Effect of Membrane Thickness

So far, for our analysis of the membrane (or sheet for our analogy) thickness was fixed. To consider the membrane thickness, the authors adopt a simple approximation. They first argue that membrane stiffness varies as a function of membrane thickness squared (k_b \propto d^2). Then, assuming that membrane is free to bend (its size is larger than the critical length), they obtain the minimum diameter of the vesicle formed from this membrane size as D_{min}=(critical\ length) + (membrane\ thickness). But critical\ length \propto k_b. Therefore, from their argument we can write:

D_{min}=d^{2} + d

With this approach, membrane thickness is considered as a non-linear concept. The proposed model reveals that for thicker membrane the critical length is larger, and thus these membranes will more likely form larger vesicles. In contrast, for the thinner membranes, the critical length is shorter and these membranes are prone to form small-sized vesicles.

Conclusion

The vesiculation model developed by Huang and his colleagues has contributed to our understanding of how vesicles form. Understanding the parameters that govern vesicle formation is critical for the design of vesicles for applications such as drug delivery, where nanoscale vesicles are needed to move drugs into a cell. In addition, the identified vesiculation parameters could be used as diagnostic measures, as it has been shown that the vesicles produced by cancer cells or by cells infected with viruses have mechanical properties different from healthy cells.

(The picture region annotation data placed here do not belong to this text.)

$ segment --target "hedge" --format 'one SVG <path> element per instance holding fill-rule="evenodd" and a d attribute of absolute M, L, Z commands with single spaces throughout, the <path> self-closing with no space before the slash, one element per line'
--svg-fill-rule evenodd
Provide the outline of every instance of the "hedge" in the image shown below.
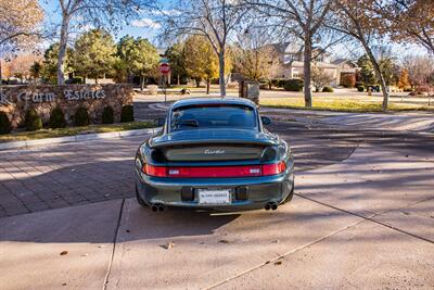
<path fill-rule="evenodd" d="M 28 131 L 42 129 L 42 119 L 34 108 L 27 110 L 26 114 L 24 115 L 24 126 Z"/>
<path fill-rule="evenodd" d="M 11 121 L 9 121 L 7 113 L 0 112 L 0 135 L 9 134 L 11 129 Z"/>

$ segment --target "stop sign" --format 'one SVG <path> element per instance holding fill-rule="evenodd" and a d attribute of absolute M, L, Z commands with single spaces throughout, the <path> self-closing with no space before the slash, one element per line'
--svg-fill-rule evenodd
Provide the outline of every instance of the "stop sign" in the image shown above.
<path fill-rule="evenodd" d="M 169 73 L 170 73 L 170 65 L 169 65 L 168 63 L 162 63 L 162 64 L 159 65 L 159 72 L 161 72 L 163 75 L 169 74 Z"/>

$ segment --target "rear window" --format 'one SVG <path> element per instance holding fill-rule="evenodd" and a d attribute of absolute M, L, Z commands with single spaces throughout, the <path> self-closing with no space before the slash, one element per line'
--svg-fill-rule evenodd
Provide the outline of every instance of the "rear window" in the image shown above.
<path fill-rule="evenodd" d="M 170 130 L 197 128 L 257 128 L 253 108 L 245 105 L 181 106 L 171 112 Z"/>

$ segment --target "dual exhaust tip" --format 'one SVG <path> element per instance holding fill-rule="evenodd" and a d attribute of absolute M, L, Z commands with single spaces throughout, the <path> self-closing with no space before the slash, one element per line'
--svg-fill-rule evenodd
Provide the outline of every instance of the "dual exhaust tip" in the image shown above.
<path fill-rule="evenodd" d="M 151 209 L 154 213 L 155 212 L 164 212 L 166 210 L 166 205 L 164 205 L 163 203 L 155 203 L 155 204 L 152 204 Z"/>
<path fill-rule="evenodd" d="M 270 201 L 270 202 L 266 203 L 265 210 L 266 211 L 269 211 L 269 210 L 276 211 L 278 209 L 278 206 L 279 206 L 279 204 L 277 202 Z"/>

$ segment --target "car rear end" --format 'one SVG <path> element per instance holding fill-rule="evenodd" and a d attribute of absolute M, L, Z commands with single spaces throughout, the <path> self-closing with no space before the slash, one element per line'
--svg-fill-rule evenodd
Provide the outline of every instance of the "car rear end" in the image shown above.
<path fill-rule="evenodd" d="M 208 113 L 206 108 L 200 113 Z M 209 113 L 215 111 L 214 106 Z M 232 111 L 239 115 L 238 110 Z M 194 117 L 204 124 L 218 123 L 218 126 L 208 124 L 179 130 L 170 130 L 170 123 L 174 123 L 170 112 L 166 131 L 138 150 L 139 199 L 154 211 L 170 206 L 213 211 L 275 210 L 288 200 L 294 185 L 291 150 L 284 141 L 261 128 L 254 106 L 245 112 L 253 112 L 255 124 L 252 116 L 244 127 L 226 124 L 227 115 L 220 116 L 220 122 L 218 116 L 201 116 L 197 110 L 190 110 L 183 114 L 189 114 L 189 122 Z"/>

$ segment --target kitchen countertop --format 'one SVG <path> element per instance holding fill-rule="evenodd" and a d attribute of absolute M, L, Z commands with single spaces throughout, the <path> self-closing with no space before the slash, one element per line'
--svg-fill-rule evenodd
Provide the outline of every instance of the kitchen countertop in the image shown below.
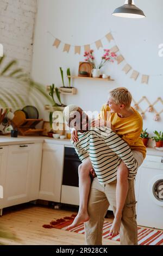
<path fill-rule="evenodd" d="M 70 139 L 54 139 L 45 136 L 20 136 L 17 138 L 11 137 L 9 136 L 0 136 L 0 145 L 15 145 L 26 143 L 47 143 L 65 145 L 72 145 Z M 147 148 L 148 155 L 163 157 L 162 151 L 155 149 L 154 148 Z"/>

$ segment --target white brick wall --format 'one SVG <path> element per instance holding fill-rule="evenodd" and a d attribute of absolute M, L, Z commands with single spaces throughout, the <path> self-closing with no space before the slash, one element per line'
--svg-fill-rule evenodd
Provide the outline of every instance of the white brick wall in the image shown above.
<path fill-rule="evenodd" d="M 4 53 L 8 62 L 17 59 L 19 67 L 28 73 L 32 66 L 36 11 L 36 0 L 0 0 L 0 43 L 3 45 Z M 4 87 L 12 88 L 20 95 L 26 96 L 26 89 L 20 89 L 20 86 L 16 83 L 1 78 L 0 90 Z"/>

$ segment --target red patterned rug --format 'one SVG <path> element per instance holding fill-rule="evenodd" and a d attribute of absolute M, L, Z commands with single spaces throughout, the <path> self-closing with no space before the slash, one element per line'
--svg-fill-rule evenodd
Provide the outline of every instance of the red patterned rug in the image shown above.
<path fill-rule="evenodd" d="M 71 217 L 65 217 L 62 218 L 52 221 L 49 224 L 43 225 L 45 228 L 58 228 L 63 230 L 84 234 L 84 223 L 80 223 L 77 227 L 67 230 L 76 215 L 72 215 Z M 120 235 L 112 237 L 109 235 L 112 222 L 105 221 L 103 229 L 103 237 L 106 239 L 120 241 Z M 138 245 L 163 245 L 163 231 L 148 228 L 137 227 Z"/>

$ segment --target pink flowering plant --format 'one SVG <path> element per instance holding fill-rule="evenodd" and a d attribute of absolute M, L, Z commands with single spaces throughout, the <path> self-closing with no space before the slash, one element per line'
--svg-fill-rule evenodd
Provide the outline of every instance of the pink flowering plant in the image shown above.
<path fill-rule="evenodd" d="M 89 63 L 91 63 L 93 69 L 101 69 L 108 62 L 113 63 L 116 58 L 117 55 L 115 52 L 111 52 L 109 49 L 104 49 L 104 53 L 102 57 L 100 64 L 97 66 L 95 62 L 95 57 L 93 55 L 94 51 L 90 50 L 89 52 L 85 52 L 84 57 L 85 57 L 85 60 Z"/>

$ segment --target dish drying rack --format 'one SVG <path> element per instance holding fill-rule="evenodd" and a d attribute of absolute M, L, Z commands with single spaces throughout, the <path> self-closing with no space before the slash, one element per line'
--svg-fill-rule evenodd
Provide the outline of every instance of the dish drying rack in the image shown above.
<path fill-rule="evenodd" d="M 35 127 L 42 121 L 43 121 L 43 119 L 26 119 L 23 121 L 18 124 L 13 120 L 12 124 L 14 124 L 14 129 L 16 128 L 20 135 L 24 136 L 26 135 L 34 135 L 43 132 L 43 129 L 36 129 Z"/>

[1]  Known as Israelachvili’s packing parameter, the volume of the hydrophobic part divided by the product of effective hydrophilic area and the length of the hydrophobic part,p=\dfrac{v}{l*a}, defines the favored morphology.  when p < \frac{1}{3} spherical micelles, \frac{1}{3} < p < \frac{1}{2} cylindrical micelles, p > \frac{1}{2} bilayer structures are expected to form.

[2] Cut an unwrinkled A4 paper in half and see the bending response. If you continue cutting you will notice that after a certain length the paper doesn’t bend. That length is the critical length.

[3] Spontaneous curvature is the natural curvature of the membrane because of asymmetries between two monolayers of the bilayer. These asymmetries can be due to the presence of proteins or geometrical difference of different amphiphilic molecules making the membrane.